Colorado
How Armstrong v. State of Louisiana applies in Colorado: state-specific rules, key cases, and bar exam notes for Torts.
Colorado law follows a similar principle of government liability as articulated in Armstrong v. State of Louisiana. State entities can be held liable for tortious conduct committed by their employees, provided that the conduct falls within the scope of employment.
In Colorado, the Colorado Governmental Immunity Act (CGIA) governs the liability of public entities, allowing for claims against the state under specific circumstances, including negligence by public employees.
The court held that state employees could be held liable for negligence resulting in injury to an individual if the act was performed within the scope of employment.

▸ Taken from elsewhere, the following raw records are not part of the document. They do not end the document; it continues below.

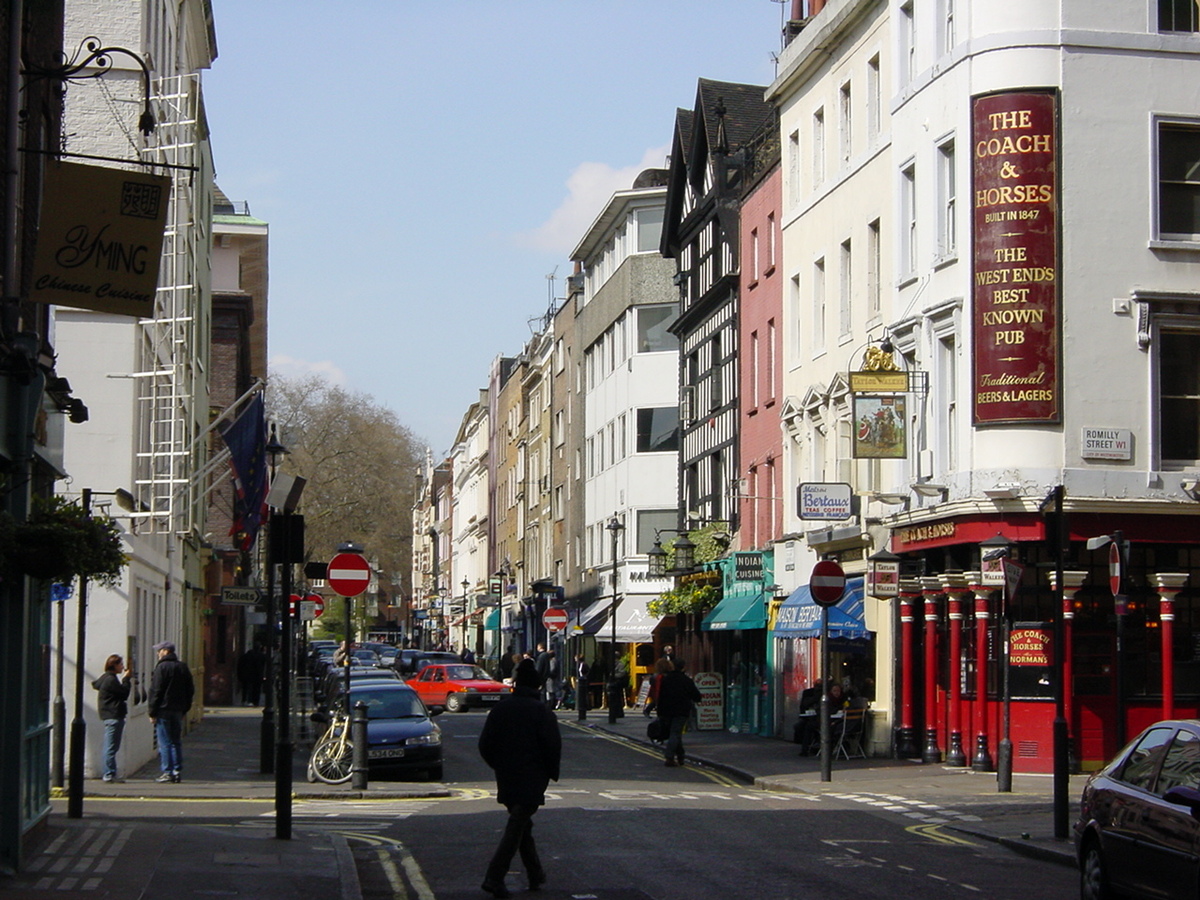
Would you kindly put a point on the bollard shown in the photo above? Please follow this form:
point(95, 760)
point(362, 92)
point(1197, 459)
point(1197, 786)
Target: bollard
point(1005, 767)
point(359, 744)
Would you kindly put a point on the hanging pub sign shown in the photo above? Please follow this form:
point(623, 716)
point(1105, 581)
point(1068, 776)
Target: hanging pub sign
point(1014, 143)
point(880, 431)
point(100, 239)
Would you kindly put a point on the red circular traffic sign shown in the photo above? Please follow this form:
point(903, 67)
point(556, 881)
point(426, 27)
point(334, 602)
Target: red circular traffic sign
point(827, 582)
point(1115, 568)
point(348, 574)
point(555, 618)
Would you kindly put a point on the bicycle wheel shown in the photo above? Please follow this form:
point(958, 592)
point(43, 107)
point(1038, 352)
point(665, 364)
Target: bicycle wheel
point(331, 760)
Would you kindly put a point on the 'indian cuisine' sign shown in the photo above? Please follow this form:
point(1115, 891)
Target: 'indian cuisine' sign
point(1015, 226)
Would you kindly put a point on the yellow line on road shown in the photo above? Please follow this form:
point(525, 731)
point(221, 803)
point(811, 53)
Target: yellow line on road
point(711, 774)
point(935, 833)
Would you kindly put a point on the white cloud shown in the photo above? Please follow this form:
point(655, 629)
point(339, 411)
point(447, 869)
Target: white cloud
point(293, 367)
point(588, 190)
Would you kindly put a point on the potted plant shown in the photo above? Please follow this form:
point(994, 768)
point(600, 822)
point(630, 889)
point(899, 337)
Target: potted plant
point(61, 541)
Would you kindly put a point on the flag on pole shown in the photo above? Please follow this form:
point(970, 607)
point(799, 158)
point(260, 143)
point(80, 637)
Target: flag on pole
point(246, 439)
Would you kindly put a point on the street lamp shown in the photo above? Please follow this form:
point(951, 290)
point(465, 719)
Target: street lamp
point(275, 454)
point(616, 691)
point(466, 586)
point(684, 555)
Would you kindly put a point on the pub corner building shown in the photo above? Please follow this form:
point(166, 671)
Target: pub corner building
point(1055, 431)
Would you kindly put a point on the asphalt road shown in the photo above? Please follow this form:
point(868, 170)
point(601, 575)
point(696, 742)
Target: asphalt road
point(619, 825)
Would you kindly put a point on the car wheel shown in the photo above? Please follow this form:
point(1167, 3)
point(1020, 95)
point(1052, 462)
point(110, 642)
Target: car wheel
point(1093, 877)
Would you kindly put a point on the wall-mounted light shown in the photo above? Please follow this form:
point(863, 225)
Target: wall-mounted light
point(1003, 491)
point(928, 489)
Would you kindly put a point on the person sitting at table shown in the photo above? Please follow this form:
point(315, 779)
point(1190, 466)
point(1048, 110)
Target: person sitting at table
point(808, 725)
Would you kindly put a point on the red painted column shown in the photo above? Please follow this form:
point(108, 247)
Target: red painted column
point(907, 748)
point(1072, 581)
point(1168, 585)
point(931, 589)
point(982, 760)
point(955, 587)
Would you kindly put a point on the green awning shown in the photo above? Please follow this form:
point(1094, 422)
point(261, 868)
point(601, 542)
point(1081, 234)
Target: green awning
point(737, 612)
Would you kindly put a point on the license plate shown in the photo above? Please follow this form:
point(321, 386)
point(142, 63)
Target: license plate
point(387, 753)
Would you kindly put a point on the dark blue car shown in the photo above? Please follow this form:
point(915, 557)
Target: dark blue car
point(1139, 825)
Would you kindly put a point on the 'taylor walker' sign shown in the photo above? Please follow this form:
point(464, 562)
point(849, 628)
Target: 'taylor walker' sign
point(100, 240)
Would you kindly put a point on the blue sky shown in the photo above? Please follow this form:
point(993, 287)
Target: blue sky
point(425, 165)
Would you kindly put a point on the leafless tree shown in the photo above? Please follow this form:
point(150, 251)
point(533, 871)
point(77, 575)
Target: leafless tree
point(360, 467)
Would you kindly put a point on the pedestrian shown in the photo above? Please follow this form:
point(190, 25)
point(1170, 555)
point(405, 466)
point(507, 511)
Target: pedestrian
point(171, 696)
point(250, 673)
point(114, 694)
point(677, 696)
point(521, 743)
point(581, 685)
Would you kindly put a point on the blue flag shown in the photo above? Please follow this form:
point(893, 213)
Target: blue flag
point(246, 439)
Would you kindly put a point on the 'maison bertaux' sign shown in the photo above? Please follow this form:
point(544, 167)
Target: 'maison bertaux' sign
point(1014, 150)
point(100, 239)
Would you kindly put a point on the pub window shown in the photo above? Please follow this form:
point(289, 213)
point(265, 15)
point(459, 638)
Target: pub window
point(1179, 181)
point(1179, 396)
point(1177, 16)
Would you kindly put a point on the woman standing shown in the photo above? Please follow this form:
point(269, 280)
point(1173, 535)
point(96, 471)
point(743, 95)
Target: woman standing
point(114, 691)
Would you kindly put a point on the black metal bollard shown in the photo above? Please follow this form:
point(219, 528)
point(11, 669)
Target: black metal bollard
point(359, 742)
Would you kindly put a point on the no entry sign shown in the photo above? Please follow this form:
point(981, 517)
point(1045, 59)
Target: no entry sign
point(555, 618)
point(349, 574)
point(827, 582)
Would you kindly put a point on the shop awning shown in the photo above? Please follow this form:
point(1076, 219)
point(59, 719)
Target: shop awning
point(801, 617)
point(737, 612)
point(635, 623)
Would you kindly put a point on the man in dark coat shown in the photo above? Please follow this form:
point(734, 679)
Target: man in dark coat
point(521, 743)
point(677, 696)
point(171, 696)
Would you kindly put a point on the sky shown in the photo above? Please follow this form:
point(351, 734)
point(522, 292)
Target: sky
point(426, 167)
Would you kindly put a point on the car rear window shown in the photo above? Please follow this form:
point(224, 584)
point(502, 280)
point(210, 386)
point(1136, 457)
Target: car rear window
point(1141, 763)
point(1181, 766)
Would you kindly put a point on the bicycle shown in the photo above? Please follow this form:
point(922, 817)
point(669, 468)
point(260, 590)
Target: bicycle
point(334, 753)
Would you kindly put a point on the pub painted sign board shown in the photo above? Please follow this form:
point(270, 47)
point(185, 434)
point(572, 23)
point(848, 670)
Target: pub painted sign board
point(1015, 303)
point(100, 239)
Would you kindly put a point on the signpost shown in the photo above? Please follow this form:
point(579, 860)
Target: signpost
point(827, 583)
point(349, 574)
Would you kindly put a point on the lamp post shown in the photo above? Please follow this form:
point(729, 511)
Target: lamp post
point(616, 691)
point(275, 451)
point(466, 586)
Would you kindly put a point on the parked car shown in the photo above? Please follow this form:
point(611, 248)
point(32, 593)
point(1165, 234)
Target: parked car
point(409, 663)
point(457, 687)
point(1139, 825)
point(401, 737)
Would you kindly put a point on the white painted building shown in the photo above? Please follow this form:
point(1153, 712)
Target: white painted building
point(144, 381)
point(628, 372)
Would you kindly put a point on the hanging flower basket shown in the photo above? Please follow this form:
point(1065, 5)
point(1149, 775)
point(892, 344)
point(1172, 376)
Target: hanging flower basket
point(61, 541)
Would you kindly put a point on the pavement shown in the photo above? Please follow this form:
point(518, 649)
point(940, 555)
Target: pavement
point(102, 855)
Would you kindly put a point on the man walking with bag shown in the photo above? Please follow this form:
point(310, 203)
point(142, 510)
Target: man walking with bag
point(523, 747)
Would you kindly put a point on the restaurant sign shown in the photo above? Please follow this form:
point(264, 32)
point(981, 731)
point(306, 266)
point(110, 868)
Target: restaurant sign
point(1030, 647)
point(100, 240)
point(1015, 304)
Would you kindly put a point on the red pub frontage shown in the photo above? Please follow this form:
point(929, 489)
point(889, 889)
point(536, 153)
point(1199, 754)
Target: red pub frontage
point(1128, 660)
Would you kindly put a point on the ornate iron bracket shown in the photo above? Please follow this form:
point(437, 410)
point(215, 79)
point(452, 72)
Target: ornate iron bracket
point(90, 53)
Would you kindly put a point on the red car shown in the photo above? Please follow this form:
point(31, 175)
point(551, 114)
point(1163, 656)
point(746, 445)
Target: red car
point(457, 687)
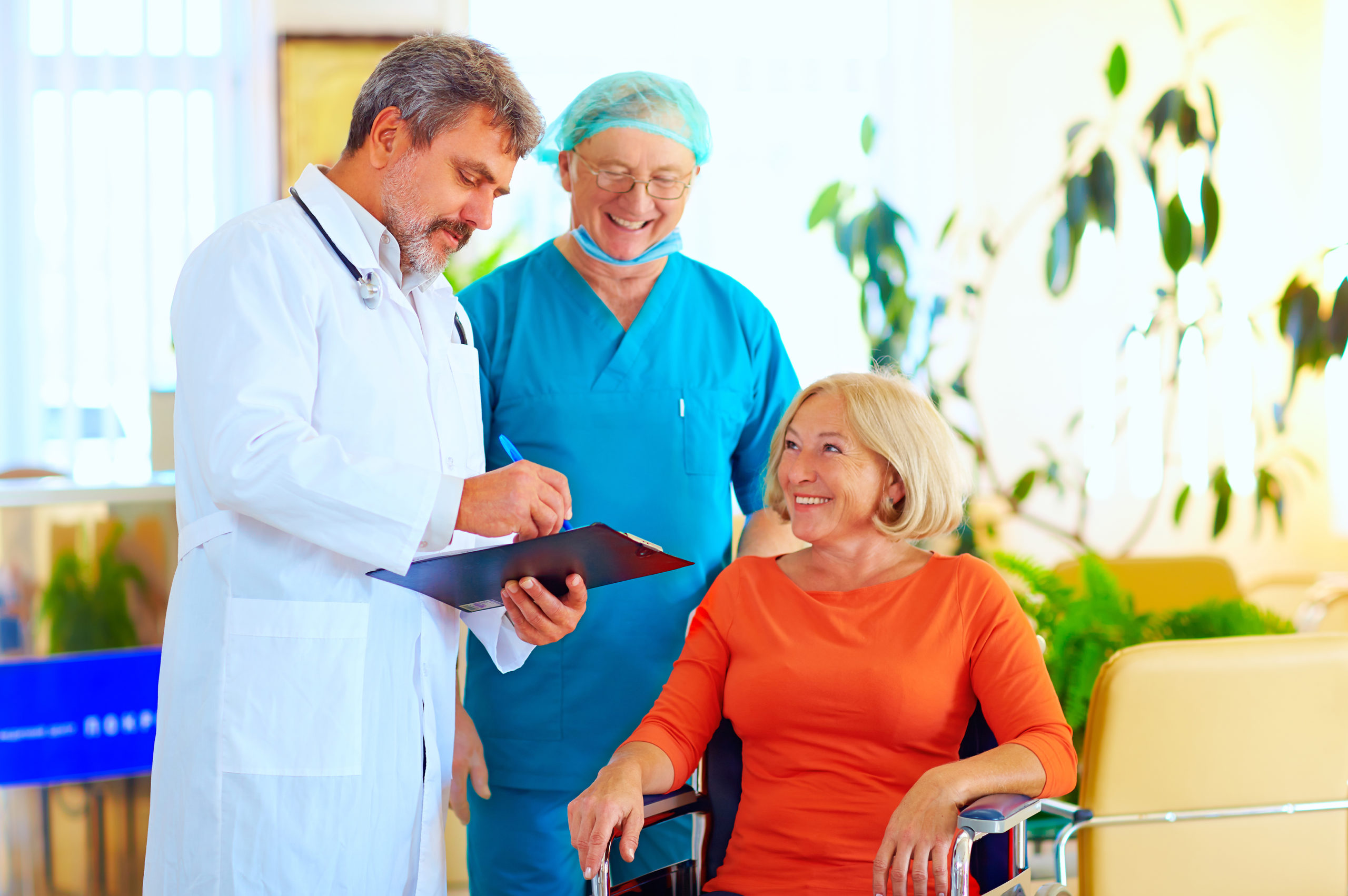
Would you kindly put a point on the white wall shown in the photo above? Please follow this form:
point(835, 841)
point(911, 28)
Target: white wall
point(1025, 72)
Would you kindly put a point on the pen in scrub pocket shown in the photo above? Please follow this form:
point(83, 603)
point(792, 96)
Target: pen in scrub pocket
point(516, 456)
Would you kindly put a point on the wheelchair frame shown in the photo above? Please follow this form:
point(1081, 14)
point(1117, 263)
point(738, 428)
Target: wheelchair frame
point(994, 814)
point(1080, 818)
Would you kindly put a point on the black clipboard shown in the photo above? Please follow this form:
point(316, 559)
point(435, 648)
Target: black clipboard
point(472, 581)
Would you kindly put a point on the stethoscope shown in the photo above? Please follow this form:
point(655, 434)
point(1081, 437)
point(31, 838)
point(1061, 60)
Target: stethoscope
point(366, 286)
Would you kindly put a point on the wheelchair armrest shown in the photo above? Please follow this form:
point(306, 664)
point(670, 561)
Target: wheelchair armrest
point(663, 806)
point(1064, 809)
point(998, 813)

The court ruled that the Colorado Governmental Immunity Act only protects public entities when sovereign immunity applies, allowing negligence claims under specified exceptions.
This case clarified the boundaries of liability regarding public entities, emphasizing that the state can be held liable for actions that create a danger to the public when employees act negligently.
Colorado's approach mirrors some federal principles regarding governmental immunity, especially under the Federal Tort Claims Act. However, Colorado has stricter limitations on the scope and nature of liability for state entities versus federal entities.
Candidates should understand the principles of governmental liability as articulated in both Armstrong and the Colorado Governmental Immunity Act, as these concepts frequently appear on the Colorado bar exam.